Les auteurs répliquent au texte de Jocelyn Coulon, « Zelensky irrite de plus en plus les Occidentaux⁠1 », publié le 10 novembre

La semaine dernière, un texte publié dans ces pages a soulevé de sérieux doutes quant à l’avenir du soutien occidental vis-à-vis de l’Ukraine. Selon Jocelyn Coulon, chercheur indépendant, le consensus occidental favorable à l’Ukraine qui a jusqu’à présent prévalu serait effectivement en train de s’étioler à mesure que l’Europe et les États-Unis réalisent l’ampleur du fardeau politique et économique imposé par la poursuite des combats.
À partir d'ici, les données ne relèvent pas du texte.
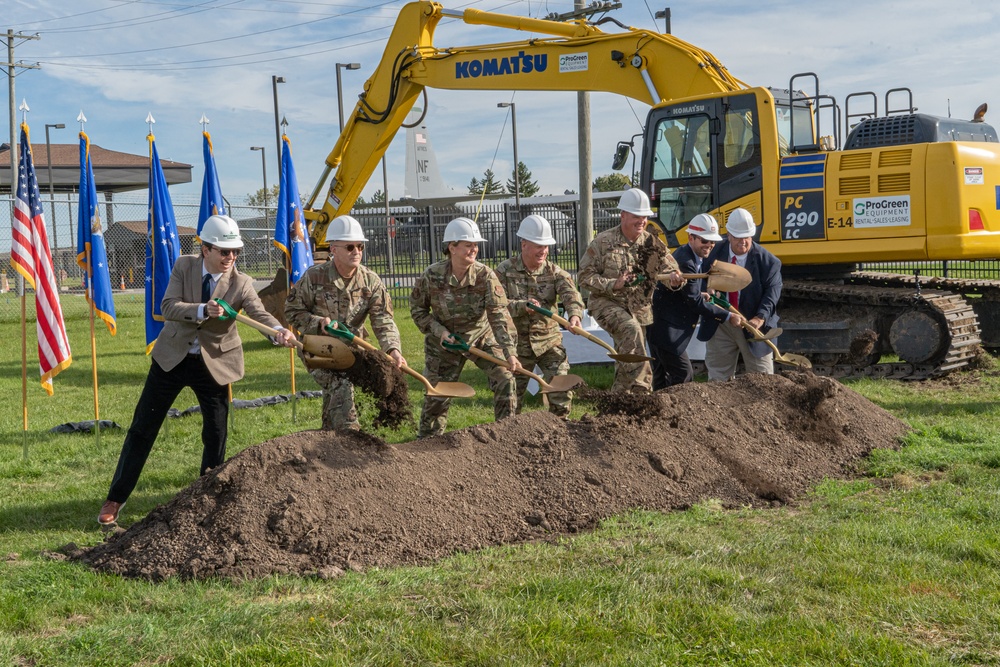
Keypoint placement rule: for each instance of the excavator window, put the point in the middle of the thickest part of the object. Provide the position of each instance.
(682, 158)
(740, 141)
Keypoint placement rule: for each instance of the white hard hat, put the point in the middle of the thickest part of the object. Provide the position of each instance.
(462, 229)
(740, 224)
(221, 231)
(345, 228)
(635, 201)
(536, 229)
(705, 226)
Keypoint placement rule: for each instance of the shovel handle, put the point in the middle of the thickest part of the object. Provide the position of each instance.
(793, 360)
(342, 332)
(475, 351)
(231, 313)
(579, 331)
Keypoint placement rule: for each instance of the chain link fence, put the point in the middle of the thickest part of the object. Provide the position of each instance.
(401, 245)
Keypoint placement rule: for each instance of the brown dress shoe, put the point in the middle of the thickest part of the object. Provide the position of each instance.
(109, 512)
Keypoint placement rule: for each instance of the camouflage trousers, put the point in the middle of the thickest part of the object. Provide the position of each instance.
(552, 362)
(338, 400)
(445, 366)
(630, 338)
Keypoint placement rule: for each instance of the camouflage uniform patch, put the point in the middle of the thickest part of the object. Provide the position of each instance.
(322, 292)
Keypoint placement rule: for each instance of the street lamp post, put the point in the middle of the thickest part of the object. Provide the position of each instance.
(275, 80)
(513, 129)
(340, 93)
(52, 195)
(263, 169)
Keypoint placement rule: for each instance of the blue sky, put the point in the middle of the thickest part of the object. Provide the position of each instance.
(119, 60)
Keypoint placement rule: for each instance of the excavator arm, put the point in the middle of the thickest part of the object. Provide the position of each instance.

L’auteur est particulièrement critique du président Volodymyr Zelensky, dont l’approche « absolutiste » consistant à défendre le territoire ukrainien coûte que coûte constituerait une preuve que les émotions priment sur la raison à Kyiv. « Grisé par quelques succès militaires », Zelensky aurait en effet choisi d’entraîner son pays dans une lutte à n’en plus finir au lieu de considérer un dialogue avec l’envahisseur russe. Devant l’inévitable, l’Ukraine n’aurait aujourd’hui plus d’autre choix que de « prendre une décision difficile ».

Cette décision difficile suggérée par l’auteur n’est jamais formellement définie.
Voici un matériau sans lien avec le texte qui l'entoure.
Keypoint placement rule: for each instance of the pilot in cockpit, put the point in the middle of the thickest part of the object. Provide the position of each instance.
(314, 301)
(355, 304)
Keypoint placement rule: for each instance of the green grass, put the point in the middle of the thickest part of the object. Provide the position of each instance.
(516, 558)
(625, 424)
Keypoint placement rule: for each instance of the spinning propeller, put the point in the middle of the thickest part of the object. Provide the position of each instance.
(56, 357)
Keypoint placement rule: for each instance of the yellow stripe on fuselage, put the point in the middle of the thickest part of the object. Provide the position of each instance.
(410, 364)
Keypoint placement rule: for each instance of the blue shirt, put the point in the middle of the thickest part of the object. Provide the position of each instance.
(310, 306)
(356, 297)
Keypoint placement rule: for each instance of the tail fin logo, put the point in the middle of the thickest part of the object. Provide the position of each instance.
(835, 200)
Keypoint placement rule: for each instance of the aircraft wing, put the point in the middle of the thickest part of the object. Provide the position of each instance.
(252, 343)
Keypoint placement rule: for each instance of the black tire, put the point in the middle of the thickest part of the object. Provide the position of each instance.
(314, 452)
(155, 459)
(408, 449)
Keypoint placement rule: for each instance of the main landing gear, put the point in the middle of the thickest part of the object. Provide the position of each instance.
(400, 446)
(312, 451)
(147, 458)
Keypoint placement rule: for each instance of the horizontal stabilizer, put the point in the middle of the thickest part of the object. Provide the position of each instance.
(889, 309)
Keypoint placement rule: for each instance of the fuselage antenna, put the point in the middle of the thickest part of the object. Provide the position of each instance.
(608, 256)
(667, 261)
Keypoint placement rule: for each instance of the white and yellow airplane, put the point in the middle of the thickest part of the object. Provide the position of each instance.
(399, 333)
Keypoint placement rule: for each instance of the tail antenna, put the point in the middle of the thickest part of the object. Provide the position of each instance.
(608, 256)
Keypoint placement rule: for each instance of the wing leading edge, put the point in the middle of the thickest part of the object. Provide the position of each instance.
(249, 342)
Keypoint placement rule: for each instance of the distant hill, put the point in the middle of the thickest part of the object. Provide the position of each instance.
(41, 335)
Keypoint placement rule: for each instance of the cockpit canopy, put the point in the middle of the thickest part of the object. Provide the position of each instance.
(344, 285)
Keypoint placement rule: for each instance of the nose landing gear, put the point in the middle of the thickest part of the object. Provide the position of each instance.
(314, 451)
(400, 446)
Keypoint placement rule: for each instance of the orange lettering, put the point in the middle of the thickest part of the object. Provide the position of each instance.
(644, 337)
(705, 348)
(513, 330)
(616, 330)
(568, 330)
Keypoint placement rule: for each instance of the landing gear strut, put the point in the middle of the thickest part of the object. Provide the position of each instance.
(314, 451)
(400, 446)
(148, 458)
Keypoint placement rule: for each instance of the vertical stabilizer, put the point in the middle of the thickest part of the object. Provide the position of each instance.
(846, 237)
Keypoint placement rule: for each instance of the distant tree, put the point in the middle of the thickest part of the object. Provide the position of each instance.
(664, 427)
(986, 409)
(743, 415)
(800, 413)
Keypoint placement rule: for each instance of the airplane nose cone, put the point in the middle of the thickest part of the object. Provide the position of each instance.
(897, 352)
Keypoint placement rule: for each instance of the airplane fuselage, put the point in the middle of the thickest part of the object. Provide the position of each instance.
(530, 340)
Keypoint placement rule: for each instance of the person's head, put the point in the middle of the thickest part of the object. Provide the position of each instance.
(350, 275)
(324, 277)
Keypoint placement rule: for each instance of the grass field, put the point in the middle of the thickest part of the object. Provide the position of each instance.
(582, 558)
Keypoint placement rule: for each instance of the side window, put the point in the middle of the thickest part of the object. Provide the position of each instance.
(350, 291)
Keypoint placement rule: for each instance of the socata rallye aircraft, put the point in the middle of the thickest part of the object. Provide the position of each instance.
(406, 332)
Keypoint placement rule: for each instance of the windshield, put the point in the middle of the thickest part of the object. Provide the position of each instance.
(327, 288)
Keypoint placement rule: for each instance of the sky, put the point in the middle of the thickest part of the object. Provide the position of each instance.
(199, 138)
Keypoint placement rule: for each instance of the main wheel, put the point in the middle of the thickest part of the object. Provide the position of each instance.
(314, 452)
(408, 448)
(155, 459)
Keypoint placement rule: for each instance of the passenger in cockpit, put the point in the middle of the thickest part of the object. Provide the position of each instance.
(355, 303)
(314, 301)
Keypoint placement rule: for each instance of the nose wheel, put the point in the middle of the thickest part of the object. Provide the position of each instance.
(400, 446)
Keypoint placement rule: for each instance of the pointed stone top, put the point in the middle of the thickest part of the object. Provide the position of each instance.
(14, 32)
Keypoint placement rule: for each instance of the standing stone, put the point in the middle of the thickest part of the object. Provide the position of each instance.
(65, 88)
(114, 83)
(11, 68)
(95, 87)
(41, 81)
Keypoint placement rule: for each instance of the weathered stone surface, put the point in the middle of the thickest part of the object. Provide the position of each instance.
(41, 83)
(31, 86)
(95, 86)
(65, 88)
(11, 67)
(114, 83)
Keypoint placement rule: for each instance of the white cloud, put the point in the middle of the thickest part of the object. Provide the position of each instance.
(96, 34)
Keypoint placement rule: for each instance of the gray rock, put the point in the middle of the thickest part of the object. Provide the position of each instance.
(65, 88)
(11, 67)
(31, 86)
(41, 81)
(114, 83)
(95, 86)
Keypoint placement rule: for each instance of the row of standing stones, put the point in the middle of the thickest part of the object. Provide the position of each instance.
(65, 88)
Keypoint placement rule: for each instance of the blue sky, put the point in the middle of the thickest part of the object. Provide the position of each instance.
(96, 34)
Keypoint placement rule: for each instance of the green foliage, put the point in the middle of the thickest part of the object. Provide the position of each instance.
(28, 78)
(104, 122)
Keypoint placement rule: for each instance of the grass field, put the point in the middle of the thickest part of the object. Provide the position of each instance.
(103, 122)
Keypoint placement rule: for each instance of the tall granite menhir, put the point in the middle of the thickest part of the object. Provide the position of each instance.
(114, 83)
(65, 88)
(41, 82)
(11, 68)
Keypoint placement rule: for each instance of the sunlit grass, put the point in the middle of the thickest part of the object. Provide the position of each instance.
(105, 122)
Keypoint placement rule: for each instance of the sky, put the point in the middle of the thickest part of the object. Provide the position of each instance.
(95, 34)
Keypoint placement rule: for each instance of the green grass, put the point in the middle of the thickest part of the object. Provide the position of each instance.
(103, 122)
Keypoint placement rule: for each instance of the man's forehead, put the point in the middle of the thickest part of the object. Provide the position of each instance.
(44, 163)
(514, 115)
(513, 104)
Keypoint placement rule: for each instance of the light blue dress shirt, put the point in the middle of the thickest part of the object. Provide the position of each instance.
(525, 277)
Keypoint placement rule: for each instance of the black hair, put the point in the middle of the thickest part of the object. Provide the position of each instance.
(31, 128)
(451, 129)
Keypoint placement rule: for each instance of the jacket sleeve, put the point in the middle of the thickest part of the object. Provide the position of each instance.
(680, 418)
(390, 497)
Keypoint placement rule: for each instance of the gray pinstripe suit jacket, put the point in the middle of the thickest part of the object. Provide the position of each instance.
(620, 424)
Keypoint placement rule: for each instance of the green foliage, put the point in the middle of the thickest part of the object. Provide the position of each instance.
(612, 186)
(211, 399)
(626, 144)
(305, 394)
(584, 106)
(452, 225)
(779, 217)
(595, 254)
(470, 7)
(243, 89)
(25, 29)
On parvient toutefois sans peine à lire entre les lignes : l’Ukraine devrait négocier avec la Russie, c’est-à-dire concéder une partie des territoires qui lui ont été volés depuis 2014.
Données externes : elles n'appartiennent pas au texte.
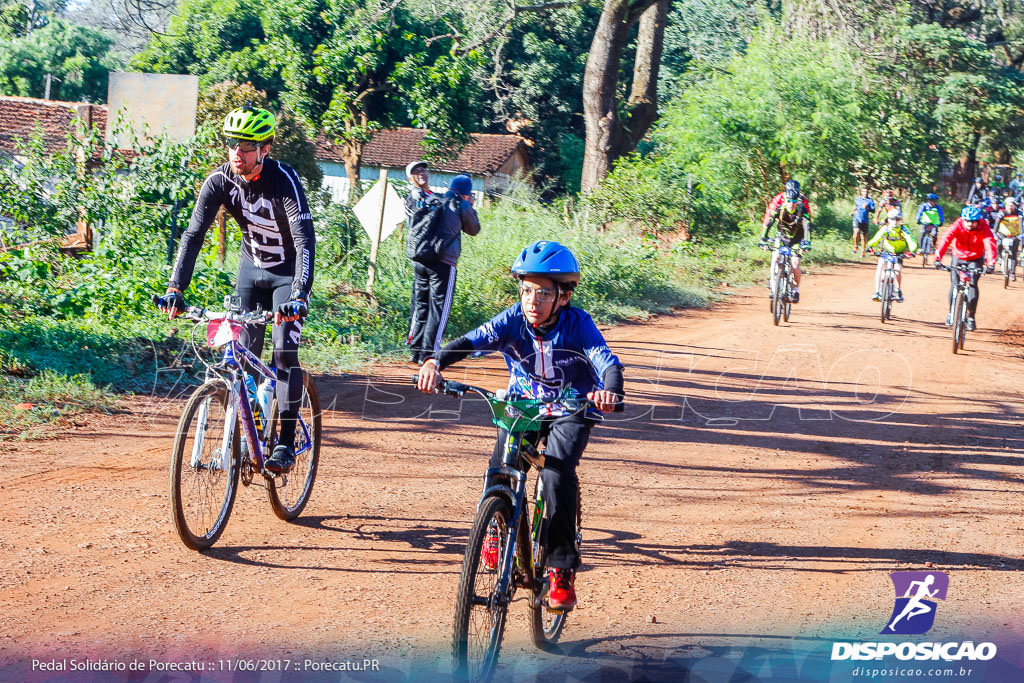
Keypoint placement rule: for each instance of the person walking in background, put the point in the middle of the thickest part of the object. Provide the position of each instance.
(862, 209)
(978, 191)
(418, 174)
(434, 276)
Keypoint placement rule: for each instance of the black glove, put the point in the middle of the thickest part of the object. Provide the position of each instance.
(293, 307)
(171, 300)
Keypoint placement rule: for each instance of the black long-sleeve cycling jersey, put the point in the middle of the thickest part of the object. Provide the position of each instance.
(271, 209)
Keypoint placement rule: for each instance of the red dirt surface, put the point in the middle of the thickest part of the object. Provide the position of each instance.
(759, 488)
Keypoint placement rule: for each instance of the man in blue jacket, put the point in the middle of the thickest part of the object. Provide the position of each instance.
(548, 345)
(863, 207)
(433, 282)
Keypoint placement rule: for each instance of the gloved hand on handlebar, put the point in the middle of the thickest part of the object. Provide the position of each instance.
(604, 399)
(171, 303)
(292, 309)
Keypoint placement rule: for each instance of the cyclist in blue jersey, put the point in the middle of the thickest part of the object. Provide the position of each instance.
(548, 346)
(930, 217)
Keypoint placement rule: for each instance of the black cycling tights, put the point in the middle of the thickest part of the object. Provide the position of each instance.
(972, 291)
(259, 288)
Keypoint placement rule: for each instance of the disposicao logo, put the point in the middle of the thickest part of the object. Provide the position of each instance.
(915, 605)
(913, 613)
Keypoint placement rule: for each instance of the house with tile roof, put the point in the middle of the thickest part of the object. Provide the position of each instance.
(491, 160)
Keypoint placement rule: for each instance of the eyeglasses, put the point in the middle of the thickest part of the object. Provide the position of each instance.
(539, 294)
(242, 145)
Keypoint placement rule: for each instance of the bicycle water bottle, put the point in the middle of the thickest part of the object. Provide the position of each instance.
(264, 394)
(257, 412)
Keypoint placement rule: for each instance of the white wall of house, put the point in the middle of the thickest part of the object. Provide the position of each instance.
(336, 180)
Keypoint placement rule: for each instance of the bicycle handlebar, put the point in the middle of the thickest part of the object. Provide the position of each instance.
(200, 314)
(458, 389)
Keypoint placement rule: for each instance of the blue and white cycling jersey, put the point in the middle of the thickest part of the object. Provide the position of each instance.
(572, 354)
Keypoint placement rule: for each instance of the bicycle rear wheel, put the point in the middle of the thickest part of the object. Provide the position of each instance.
(887, 297)
(787, 306)
(479, 611)
(780, 295)
(958, 322)
(203, 484)
(289, 500)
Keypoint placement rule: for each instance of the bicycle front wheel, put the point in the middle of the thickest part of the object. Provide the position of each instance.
(479, 611)
(204, 477)
(290, 495)
(958, 322)
(781, 292)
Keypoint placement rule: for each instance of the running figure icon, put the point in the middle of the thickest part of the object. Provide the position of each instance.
(913, 611)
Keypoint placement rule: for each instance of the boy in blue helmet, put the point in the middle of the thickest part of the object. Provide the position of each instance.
(930, 217)
(548, 345)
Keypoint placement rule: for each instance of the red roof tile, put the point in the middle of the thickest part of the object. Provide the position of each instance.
(394, 148)
(19, 118)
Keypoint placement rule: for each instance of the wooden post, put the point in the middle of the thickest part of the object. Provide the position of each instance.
(376, 242)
L’argument s’appuie cependant sur plusieurs prémisses douteuses. D’une part, qu’une concession ukrainienne minimiserait l’ampleur des destructions, et d’autre part, que ces concessions territoriales rapprocheraient le conflit de son dénouement, ce qui profiterait in fine à l’Occident. Nous pensons qu’il s’agit d’un mirage.

Le coût d’une défaite ukrainienne

Accepter certaines des demandes de la Russie en lui cédant une partie du territoire ukrainien ne garantirait en rien un retour à la paix ni une amélioration du sort des civils ukrainiens. À ce stade, il n’y a aucune raison de croire que la Russie respecterait un accord signé avec l’Ukraine et ne profiterait pas d’un armistice pour reconstruire ses forces et tenter un nouvel assaut sur la capitale. L’occupation de la Crimée n’a effectivement pas empêché la Russie d’envahir l’Ukraine en février dernier et il est rapidement devenu clair que le processus de négociations préalablement lancé n’a servi qu’à dissimuler les préparatifs militaires russes.

Ces concessions territoriales placeraient également sous contrôle russe des milliers de civils ukrainiens, les rendant ainsi vulnérables aux exactions et crimes contre les droits de la personne dont la Russie a fait preuve lors des derniers mois. Les bombardements indiscriminés, la surenchère nucléaire et la destruction des installations énergétiques démontrent que la position actuelle de la Russie laisse très peu de place à l’ouverture d’un dialogue.

Ce sont au contraire les exigences de Vladimir Poutine qui sont « difficilement raisonnables ».

L’objectif du Kremlin dépasse en effet l’invasion de l’Ukraine : Vladimir Poutine souhaite, d’une part, renouer avec le statut de grande puissance de la Russie et, d’autre part, contester l’ordre international libéral qui domine depuis la fin de la Seconde Guerre mondiale.

Des négociations hâtives et défavorables à l’Ukraine auraient ainsi des conséquences majeures sur l’avenir des relations internationales et les normes qui les régissent.

Enfin, les chancelleries occidentales ont très clairement réitéré leur soutien à l’Ukraine lors du dernier Sommet du G7. Les dirigeants occidentaux semblent ainsi comprendre que c’est en bonne partie l’absence de réaction ferme à l’annexion illégale de la Crimée qui a conduit Moscou à envisager une invasion complète de l’Ukraine et qu’il ne faut répéter l’erreur une seconde fois.

Le questionnement qui se pose plutôt concerne le moment le plus opportun pour tenter de négocier la fin de la guerre, soit le moment où l’Ukraine sera dans la position la plus avantageuse pour imposer ses propres termes. En tout état de cause, la décision difficile concernant la paix et l’avenir du pays devra respecter la volonté du peuple ukrainien qui continuera de s’exprimer, notamment, par la voix de son président.